Week 5. Five weeks into my first semester, and it's starting to seem.... normal. I'm beginning to settle into the weekly routine of teaching, office hours, research, and lab meetings. Extras like department and union meetings, coffee with colleagues, working through sticky professional situations, and student inquiries can make or break a productive week.
But as many seasoned academics recommend, I'm learning to see the big picture.
For example, 2013 was a rough year for publications. The main paper from my dissertation and my first paper on postdoc each were rejected by multiple journals, and other papers were VERY slow-going. It wasn't until this summer that submissions really picked up, and I'm happy (and grateful) to report that I recently received three revise and resubmit invitations. (Three rejections, too, but that's still a marked improvement.)

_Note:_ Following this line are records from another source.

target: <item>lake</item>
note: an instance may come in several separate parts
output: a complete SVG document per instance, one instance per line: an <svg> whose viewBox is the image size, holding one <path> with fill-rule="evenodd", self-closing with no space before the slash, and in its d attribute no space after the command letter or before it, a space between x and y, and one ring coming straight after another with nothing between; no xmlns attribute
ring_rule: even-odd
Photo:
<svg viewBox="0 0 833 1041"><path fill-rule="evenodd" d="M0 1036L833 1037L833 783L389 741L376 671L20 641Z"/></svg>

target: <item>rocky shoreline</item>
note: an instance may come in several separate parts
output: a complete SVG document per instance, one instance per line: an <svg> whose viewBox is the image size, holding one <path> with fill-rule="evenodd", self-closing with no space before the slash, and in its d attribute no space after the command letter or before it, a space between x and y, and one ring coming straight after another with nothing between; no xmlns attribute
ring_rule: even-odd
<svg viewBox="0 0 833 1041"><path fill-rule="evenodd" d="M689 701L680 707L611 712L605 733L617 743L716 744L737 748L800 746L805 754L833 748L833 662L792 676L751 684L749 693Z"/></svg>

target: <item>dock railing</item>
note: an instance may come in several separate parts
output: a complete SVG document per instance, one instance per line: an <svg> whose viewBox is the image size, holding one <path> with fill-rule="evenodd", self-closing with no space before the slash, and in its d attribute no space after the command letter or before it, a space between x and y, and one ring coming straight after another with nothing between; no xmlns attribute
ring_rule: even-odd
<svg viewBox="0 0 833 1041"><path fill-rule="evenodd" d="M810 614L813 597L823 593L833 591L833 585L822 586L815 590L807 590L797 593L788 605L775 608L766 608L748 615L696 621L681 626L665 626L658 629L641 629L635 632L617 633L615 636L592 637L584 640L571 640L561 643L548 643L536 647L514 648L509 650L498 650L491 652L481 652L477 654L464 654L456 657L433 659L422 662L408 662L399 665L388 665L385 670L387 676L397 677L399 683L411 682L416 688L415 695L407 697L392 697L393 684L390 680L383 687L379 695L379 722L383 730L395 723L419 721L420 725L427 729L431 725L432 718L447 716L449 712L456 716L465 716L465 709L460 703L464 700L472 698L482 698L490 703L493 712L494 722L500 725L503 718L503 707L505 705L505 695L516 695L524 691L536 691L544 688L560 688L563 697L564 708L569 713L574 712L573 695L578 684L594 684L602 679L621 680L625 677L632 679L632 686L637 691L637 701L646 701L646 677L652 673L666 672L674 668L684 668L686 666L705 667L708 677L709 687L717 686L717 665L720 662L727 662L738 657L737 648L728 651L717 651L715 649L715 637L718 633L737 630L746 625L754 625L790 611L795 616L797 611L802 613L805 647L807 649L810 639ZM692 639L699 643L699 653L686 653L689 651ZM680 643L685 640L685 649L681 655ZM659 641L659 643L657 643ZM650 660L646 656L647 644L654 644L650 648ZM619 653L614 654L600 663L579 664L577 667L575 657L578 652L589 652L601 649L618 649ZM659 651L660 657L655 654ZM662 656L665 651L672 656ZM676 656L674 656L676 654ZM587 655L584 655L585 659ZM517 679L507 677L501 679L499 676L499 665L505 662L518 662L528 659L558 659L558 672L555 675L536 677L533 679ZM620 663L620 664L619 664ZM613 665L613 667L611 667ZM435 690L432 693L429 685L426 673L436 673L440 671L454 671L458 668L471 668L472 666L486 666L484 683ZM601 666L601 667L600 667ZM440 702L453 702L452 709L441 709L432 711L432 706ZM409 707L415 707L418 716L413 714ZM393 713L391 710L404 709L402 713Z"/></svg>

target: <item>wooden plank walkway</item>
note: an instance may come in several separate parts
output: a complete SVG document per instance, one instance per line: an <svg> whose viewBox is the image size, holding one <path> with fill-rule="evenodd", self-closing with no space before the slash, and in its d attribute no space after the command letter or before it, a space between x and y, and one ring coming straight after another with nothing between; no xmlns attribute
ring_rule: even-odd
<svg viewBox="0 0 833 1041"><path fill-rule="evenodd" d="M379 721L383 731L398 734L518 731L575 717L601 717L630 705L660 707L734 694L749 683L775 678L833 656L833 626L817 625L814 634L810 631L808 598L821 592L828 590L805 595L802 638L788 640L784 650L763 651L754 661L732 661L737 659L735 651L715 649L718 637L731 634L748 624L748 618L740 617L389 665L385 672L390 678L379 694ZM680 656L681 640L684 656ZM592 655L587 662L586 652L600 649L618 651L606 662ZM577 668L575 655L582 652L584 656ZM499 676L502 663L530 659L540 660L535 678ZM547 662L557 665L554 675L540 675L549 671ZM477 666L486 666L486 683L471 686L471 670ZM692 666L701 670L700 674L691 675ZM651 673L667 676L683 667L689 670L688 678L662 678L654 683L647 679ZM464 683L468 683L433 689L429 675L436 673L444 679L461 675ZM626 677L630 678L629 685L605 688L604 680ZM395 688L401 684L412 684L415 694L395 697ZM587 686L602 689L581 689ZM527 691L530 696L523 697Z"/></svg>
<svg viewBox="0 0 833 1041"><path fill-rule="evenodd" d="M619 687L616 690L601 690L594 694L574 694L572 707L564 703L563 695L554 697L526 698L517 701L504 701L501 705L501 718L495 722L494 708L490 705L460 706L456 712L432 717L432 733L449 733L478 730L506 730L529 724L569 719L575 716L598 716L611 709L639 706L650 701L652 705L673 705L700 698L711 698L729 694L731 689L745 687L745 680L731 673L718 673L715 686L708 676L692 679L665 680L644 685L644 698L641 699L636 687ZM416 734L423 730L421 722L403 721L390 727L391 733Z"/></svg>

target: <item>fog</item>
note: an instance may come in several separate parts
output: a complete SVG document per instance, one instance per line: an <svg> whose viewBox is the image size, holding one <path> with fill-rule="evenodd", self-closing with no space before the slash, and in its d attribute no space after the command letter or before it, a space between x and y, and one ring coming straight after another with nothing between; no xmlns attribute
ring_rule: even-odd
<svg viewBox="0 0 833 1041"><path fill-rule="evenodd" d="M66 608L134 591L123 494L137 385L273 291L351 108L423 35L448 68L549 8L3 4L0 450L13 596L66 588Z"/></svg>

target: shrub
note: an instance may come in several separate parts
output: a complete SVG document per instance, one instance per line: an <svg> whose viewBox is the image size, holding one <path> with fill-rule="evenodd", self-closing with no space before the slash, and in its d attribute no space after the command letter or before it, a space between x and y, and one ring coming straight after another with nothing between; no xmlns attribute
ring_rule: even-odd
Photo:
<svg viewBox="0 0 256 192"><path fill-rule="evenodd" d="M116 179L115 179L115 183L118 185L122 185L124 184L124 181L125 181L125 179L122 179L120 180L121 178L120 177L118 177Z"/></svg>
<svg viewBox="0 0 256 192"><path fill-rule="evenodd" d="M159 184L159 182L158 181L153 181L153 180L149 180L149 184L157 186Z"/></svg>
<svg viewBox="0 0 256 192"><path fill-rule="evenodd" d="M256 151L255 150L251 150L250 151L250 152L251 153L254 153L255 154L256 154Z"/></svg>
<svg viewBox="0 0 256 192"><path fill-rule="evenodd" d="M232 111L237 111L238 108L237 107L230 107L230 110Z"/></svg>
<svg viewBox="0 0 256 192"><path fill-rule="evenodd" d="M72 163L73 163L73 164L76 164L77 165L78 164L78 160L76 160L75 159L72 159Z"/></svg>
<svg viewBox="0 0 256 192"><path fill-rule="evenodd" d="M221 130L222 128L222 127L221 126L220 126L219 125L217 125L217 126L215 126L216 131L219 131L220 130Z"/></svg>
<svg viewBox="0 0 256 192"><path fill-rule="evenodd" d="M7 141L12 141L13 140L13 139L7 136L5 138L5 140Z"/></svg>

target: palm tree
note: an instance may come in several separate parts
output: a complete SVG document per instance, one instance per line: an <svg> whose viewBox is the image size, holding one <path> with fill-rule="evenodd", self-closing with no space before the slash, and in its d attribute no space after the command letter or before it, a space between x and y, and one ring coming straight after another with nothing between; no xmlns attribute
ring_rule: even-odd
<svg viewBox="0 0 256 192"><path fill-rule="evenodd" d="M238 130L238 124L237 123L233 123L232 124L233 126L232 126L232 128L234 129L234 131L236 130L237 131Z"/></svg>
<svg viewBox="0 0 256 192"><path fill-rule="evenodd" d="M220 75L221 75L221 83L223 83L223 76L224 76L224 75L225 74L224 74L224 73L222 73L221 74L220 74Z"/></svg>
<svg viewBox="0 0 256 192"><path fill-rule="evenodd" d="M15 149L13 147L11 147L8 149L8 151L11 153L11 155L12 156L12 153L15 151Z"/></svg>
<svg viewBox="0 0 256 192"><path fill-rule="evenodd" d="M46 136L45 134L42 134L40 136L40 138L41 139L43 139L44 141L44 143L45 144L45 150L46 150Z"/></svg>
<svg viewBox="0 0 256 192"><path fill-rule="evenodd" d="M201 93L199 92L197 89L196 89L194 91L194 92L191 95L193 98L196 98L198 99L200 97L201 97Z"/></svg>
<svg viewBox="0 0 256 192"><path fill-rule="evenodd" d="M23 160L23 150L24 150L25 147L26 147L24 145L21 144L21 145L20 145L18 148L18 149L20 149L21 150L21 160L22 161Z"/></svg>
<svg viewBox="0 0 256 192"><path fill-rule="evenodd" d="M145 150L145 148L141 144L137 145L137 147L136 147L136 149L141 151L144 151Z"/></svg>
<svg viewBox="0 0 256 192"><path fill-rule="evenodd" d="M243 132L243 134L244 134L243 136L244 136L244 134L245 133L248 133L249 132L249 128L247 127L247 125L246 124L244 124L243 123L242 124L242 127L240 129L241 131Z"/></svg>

The R&R invitations coincided with the first few weeks of classes, of course, so I haven't turned them around as quickly as I would have six months ago. And I came very close to being frustrated with myself for not doing any revision last week, which was a difficult and stressful week all around. Why? Each paper has a deadline, of course, but those aren't for a few weeks yet. But my first year review occurs at the beginning of December (yes, after three months on the job), and I have to submit my report before Thanksgiving. Wouldn't it be great to have a paper acceptance - or at least, revision submissions - listed as completed during my first few months?
In addition, one of the recent R&R invitations was for my former undergrad research coordinator's first first-authored manuscript, so I have quite a bit of mentorly pride about that one. And it's motivating me to get my new undergraduates going on their own projects ASAP. Two are assisting with a conference submission (due in two weeks), and two will have an independent study with me next semester to prepare for their senior theses. That will look great on my report! Plus the new course I'm creating for the university and prepping from scratch!
Wait - I've only been on the job for five weeks?!? What am I getting myself into?
Fortunately, I realized something important that has buffered against the worst of the stress and guilt that can come from an "unproductive" week. (And by "unproductive," of course I mean that I've prepared for my classes, given exams, and participated in meetings.) I've worked for more than a decade to acquire a faculty job. Which I have now. In a place where research productivity is fully supported, but no one breathes down your neck abut the number of papers or grants you have. I don't need to keep up the same pace that I had over the past eight years. I need to get out of the trainee mindset.
I don't intend to stop being productive, certainly. Having acquired a job doesn't mean that I can just sit around now. But I need to think long-term and pace myself, so that I don't burn out. (I used to think that I'd never burn out. Ha!)
So far, my first year report will include:
- Midsemester evaluations for three courses
- Two guest lectures and an extracurricular seminar
- Creating a new course
- Supervising six RAs and three TAs (two RAs on a conference submission with me)
- Two IRB submissions, data collection for one project underway
- Attending one conference (four posters, one as first author) and submitting to two conferences (four or five abstracts total, three as first author)
- Three R&R invitations and resubmissions, one new submission
- Two external grant submissions (one as co-investigator and one as consultant), one internal teaching grant submission
- Participation in new faculty mentee activities and union meetings
This needs to be enough for three months of work. My goal for this weekend is to plan when to work on projects and papers that are not on this list, with emphasis on intersession and summer. And to add me-time goals to this list, like training for a half-marathon that will happen in April, and taking a real vacation.
Somehow it always comes back to vacation.... Leave me some suggestions for my first real one in ages.